RE: Generally speaking, is philosophy a worthwhile subject of study?
February 28, 2022 at 6:42 am
(This post was last modified: February 28, 2022 at 7:09 am by vulcanlogician.)
(February 27, 2022 at 11:15 pm)Neo-Scholastic Wrote:(February 27, 2022 at 11:55 am)polymath257 Wrote: OK, let's look at a very specific concept that comes up again and again.
How has modern philosophy dealt with causation? How has it integrated what we have learned about quantum mechanics?
Now, I do agree that aesthetics, ethics, etc, are good things to study and are aspects of philosophy. I just don't see them as being knowledge as opposed to refined opinion. But that is also philosophy.
And just where do think modern physics got its theory of causation?
Modern physics doesn't have a theory of causation, does it? (Maybe I'm wrong on that. If so, what is the theory? How does it differ from what philosophers have come up with?)
Not that physics needs to or ought to have a theory of causation. Modern physics has told us many accurate things about causation that philosophers never would have (for example, that there is a speed of causation, the speed of light, or of sound, depending on the medium). But it's like Hume says. You can't observe causation. So unless you think about what causation is, you have no intellectual connection to it besides the fact of it.
(February 25, 2022 at 10:10 am)polymath257 Wrote: Another point I want to make is that consistency is a weak filter for truth.
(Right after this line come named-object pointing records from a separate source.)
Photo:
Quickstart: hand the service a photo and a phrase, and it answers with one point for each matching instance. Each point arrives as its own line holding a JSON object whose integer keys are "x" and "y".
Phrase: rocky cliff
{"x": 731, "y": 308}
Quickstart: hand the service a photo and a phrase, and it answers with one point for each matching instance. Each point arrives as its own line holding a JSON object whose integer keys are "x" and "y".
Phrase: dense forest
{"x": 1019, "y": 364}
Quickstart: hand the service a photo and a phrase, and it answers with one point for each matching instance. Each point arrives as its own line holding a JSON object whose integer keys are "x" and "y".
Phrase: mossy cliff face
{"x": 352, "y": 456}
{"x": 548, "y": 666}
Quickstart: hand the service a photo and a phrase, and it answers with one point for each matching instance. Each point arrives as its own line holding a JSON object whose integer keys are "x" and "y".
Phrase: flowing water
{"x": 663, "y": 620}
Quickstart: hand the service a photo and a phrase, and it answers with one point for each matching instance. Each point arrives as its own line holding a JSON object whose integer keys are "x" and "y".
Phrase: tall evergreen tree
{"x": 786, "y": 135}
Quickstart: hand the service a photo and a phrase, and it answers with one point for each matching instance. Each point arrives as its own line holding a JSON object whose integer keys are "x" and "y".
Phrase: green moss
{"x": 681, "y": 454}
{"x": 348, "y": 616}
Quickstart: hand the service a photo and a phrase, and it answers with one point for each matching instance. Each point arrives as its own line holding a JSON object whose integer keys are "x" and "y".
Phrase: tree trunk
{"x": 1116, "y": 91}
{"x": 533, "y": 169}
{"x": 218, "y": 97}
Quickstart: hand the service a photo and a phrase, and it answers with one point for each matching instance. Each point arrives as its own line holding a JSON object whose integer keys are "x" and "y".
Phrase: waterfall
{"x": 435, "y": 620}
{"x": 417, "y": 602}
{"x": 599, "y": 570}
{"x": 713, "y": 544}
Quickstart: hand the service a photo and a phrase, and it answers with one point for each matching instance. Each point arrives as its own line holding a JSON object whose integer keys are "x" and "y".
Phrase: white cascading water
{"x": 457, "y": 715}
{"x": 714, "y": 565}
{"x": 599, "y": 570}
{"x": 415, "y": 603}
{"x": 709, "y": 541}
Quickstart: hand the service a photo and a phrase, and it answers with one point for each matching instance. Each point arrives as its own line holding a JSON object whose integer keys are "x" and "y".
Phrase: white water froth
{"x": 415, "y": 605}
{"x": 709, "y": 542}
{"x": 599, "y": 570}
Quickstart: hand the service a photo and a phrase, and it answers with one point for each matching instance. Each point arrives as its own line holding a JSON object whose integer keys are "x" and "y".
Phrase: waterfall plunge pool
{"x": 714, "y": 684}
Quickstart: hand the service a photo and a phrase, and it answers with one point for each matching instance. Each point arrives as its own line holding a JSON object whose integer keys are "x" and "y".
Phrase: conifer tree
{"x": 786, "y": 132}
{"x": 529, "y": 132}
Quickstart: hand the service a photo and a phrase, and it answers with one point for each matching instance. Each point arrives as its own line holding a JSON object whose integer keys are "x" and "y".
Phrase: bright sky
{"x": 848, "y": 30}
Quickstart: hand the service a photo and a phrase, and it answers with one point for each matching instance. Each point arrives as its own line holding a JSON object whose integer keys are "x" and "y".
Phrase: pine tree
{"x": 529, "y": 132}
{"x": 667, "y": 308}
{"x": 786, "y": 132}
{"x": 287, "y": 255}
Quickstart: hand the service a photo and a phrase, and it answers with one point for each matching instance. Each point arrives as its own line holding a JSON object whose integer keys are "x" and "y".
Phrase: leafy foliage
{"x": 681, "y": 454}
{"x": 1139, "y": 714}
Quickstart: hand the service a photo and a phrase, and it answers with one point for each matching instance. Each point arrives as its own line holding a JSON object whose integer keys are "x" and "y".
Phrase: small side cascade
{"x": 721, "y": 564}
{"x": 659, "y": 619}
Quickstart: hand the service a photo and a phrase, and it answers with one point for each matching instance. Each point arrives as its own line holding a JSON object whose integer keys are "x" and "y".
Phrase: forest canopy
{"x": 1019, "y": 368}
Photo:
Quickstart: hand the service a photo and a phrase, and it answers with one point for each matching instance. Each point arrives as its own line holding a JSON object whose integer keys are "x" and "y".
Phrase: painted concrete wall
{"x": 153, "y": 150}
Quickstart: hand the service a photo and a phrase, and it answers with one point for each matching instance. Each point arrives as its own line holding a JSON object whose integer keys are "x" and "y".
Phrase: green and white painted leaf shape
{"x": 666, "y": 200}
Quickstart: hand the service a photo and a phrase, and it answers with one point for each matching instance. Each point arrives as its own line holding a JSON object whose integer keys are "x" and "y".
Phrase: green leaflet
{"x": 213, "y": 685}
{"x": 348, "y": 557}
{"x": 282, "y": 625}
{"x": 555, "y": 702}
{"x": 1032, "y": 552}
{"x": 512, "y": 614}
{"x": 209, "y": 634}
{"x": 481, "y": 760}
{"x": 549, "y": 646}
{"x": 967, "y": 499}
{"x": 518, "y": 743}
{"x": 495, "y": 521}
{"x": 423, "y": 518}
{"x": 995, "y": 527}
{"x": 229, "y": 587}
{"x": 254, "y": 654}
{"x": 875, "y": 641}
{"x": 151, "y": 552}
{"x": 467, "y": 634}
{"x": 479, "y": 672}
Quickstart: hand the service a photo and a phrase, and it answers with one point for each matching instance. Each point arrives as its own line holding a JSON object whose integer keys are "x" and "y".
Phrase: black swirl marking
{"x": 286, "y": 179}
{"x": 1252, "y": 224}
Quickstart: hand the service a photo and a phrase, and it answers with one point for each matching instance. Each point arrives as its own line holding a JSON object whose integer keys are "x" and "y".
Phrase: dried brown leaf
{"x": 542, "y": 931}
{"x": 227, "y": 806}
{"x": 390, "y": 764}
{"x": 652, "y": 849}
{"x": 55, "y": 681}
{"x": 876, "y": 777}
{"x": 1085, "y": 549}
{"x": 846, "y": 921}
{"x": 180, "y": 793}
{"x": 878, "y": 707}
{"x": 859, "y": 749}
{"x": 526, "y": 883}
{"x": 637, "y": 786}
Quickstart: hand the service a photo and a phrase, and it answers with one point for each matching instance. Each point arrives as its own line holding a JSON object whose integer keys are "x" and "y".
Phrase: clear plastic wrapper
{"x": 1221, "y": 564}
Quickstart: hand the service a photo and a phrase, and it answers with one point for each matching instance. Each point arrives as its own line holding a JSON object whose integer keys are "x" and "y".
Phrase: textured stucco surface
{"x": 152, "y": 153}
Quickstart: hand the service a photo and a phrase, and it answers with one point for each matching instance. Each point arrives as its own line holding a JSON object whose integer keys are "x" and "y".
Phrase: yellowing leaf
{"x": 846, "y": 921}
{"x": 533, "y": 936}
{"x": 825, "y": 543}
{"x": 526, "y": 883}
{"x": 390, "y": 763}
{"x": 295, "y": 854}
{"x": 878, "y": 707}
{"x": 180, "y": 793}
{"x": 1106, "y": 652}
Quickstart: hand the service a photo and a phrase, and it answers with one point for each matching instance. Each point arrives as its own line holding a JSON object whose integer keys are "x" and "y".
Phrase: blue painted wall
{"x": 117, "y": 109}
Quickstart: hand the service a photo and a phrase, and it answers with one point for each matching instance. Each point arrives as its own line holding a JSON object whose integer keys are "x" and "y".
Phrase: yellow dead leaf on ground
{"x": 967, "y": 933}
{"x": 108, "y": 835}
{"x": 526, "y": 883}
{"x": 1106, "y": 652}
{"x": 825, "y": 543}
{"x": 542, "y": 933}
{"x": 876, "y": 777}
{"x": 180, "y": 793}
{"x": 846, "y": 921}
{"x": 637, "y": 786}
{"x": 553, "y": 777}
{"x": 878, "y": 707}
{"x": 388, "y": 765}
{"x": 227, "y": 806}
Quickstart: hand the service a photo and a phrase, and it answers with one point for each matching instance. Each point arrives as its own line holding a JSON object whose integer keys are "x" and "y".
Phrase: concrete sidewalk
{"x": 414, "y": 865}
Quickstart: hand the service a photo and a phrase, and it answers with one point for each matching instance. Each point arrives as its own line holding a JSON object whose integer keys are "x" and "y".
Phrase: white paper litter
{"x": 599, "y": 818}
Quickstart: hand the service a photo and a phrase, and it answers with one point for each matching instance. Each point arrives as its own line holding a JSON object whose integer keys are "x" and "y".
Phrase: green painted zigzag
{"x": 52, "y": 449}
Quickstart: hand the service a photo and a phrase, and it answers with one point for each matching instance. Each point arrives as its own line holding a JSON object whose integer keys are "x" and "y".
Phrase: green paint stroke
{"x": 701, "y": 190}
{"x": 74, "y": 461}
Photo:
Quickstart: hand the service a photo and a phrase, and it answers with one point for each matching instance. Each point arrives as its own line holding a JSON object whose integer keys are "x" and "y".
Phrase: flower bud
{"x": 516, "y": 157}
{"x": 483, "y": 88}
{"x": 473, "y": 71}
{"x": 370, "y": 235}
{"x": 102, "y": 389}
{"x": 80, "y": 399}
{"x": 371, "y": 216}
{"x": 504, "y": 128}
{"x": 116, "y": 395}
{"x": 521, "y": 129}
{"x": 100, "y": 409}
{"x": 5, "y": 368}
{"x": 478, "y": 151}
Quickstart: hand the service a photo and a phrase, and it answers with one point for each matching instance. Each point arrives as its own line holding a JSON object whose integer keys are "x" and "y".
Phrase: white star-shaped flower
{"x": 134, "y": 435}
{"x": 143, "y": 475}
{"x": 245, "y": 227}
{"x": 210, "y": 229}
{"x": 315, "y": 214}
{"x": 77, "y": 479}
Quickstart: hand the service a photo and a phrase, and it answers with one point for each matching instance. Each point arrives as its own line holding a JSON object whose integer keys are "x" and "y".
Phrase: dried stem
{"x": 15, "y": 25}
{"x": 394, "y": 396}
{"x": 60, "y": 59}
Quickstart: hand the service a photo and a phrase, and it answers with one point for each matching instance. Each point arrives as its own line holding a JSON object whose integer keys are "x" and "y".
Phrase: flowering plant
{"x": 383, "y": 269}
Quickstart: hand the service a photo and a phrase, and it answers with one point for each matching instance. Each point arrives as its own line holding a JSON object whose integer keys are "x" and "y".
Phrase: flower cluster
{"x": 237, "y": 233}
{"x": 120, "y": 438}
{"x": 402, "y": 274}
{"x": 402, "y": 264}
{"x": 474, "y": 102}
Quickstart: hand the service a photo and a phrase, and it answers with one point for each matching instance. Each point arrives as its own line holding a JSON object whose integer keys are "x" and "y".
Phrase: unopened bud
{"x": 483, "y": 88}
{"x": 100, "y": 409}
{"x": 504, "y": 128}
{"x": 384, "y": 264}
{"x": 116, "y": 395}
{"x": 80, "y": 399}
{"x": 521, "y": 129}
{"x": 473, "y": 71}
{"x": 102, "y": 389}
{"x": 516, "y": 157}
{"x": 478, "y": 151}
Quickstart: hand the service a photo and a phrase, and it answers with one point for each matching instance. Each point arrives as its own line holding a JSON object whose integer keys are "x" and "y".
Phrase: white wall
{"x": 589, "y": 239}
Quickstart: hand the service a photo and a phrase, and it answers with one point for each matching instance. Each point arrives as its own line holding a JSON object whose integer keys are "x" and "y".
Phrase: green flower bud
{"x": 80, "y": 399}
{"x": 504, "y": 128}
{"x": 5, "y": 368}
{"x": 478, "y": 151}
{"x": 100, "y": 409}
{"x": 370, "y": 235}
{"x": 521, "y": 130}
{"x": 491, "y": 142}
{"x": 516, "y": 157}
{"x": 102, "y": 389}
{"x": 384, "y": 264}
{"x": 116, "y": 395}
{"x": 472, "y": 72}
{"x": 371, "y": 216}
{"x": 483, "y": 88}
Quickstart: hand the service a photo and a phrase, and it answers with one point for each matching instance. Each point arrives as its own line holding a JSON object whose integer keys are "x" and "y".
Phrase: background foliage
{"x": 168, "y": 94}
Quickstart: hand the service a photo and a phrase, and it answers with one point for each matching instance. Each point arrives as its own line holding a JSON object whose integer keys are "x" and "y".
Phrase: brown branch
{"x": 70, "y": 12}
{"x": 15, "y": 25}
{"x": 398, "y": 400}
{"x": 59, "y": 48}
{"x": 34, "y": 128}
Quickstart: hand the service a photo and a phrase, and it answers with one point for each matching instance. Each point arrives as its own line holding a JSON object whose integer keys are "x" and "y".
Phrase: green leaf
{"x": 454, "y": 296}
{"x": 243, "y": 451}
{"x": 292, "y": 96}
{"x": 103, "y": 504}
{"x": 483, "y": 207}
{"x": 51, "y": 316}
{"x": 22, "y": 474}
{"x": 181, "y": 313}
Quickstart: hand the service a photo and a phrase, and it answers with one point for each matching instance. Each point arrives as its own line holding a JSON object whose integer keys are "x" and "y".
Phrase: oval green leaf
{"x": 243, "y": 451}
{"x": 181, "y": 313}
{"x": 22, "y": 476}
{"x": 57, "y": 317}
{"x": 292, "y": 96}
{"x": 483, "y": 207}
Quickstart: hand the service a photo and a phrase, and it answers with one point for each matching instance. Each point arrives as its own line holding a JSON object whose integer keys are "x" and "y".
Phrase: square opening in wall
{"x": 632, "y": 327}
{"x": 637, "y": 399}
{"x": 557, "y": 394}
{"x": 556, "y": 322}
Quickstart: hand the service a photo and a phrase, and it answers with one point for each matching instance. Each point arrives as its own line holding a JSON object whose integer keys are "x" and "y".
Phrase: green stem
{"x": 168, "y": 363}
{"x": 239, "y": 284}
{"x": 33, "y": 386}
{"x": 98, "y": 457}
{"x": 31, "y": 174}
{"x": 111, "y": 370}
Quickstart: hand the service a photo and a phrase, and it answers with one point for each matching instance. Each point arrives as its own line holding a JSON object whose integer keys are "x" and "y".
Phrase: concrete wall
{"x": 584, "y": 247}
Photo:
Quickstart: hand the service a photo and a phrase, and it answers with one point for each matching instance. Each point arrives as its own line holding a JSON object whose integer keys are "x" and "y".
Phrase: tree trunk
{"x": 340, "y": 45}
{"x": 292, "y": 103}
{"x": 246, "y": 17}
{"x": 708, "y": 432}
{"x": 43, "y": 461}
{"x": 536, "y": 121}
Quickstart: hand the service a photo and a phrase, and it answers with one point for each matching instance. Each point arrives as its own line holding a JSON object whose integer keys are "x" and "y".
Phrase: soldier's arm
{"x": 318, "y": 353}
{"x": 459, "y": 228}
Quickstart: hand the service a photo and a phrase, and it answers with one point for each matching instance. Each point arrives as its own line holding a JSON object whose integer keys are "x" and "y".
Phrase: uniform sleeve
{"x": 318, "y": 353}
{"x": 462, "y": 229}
But it seems to be the primary filter for philosophy.
For example, it seems that Newtonian physics is *internally consistent*. It even has intuitive appeal. But, we now know that it is *wrong* (although a good approximation). For that matter, even the Ptolemaic system is *internally consistent*.
Yeah. I think the correct position is internally inconsistent=false.
If somebody thinks internally consistent=true, well shit. That's wrong. I don't even think Plato made such a claim.